Check out the cover art. It's a pretty accurate depiction of the story. You can see the floating houses and the people wearing wings.
The big caveat is that this is not a juvenile. Not even close. There's child abuse and rape and incest and vomiting and defecating and it's just one big stream of vulgarity and obscenity.
One On Me is an exercise in shock and disgust. It revels in perversion, abuse, and neglect. It glorifies the depraved and indecent. It celebrates the scatalogical. (Huntley tells in stomach-churning detail about the character's bowel movements--not once, but multiple times.) This book is vulgar and gross, not progressively transgressive.
...
Marcus Aurelius Hornblower, aka Mark, is the victim of the morally bankrupt Free Market. He is the first child born in hundreds of years. He's a mistake, and unwanted. His mother can't kill him--that would earn her a few minutes of public shaming on prime time TV--but she abuses him. From the time he's a baby she keeps him confined indoors, often locked into a large bathroom. He's denied friends. He's denied human touch. When he's very young his mother refuses to speak to him for years at a time, caring for him only through computers and robots. Later his mother and aunts and uncles sexually abuse him. He's forced to watch pornography. Terrorized at night. Tortured and mock executed for the amusement of adults.

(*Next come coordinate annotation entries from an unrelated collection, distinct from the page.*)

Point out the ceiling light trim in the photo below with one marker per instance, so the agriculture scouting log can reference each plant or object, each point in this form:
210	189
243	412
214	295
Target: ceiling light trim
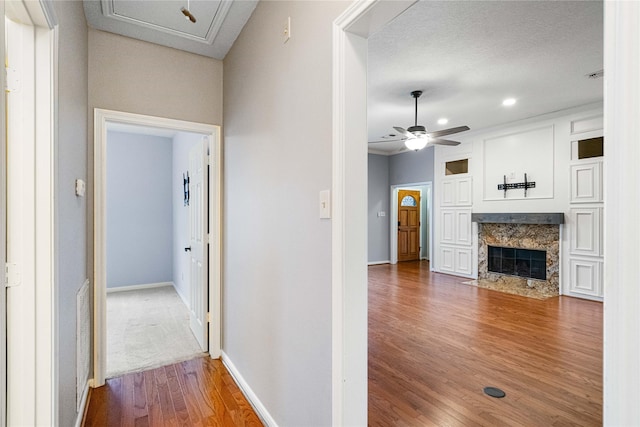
221	12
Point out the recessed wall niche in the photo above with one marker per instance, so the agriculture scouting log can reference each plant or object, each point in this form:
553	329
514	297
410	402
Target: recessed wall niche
456	167
591	147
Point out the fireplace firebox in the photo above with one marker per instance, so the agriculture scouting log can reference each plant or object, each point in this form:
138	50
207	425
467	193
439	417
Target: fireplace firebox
528	263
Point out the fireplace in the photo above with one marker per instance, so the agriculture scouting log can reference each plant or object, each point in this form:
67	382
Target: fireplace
529	263
520	251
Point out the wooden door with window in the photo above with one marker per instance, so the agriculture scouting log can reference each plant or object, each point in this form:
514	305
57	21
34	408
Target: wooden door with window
408	225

At nineteen years old he can't read or write. He can scarcely speak. Never been to school. Never left his home. Is completely dependent upon his abusers for his every need. He's unable to control basic bodily functions: he defecates and vomits everywhere.
Mark's mere existence is a burden and shame to his family, and he knows the only reason his mother didn't murder him is because it's a crime that would bring her embarrassment.
When he's nineteen, his mother and uncles abandon him in a empty field in North America.
...
Fortunately, [Mark] quickly stumbles across a young woman. Her name is Synthetica, and her upbringing was similar to Mark's, with one exception: her father raised her outdoors and taught her survival skills. Like Mark though, she was deprived of human companionship and sexually abused. She was forced to be her father's lover. As a result, she's got issues: she's impulsive and promiscuous and, well, it's all obscene and vomit-inducing.
Possibly if a person only looked at the cover and read the blurb on the back, they could mistakenly assume it's a YA book--the main character calls himself a kid and talks about his mom and his uncles and about going to school. But there's no way--no possible way--a young teenager could read One on Me and mistake it for a YA book.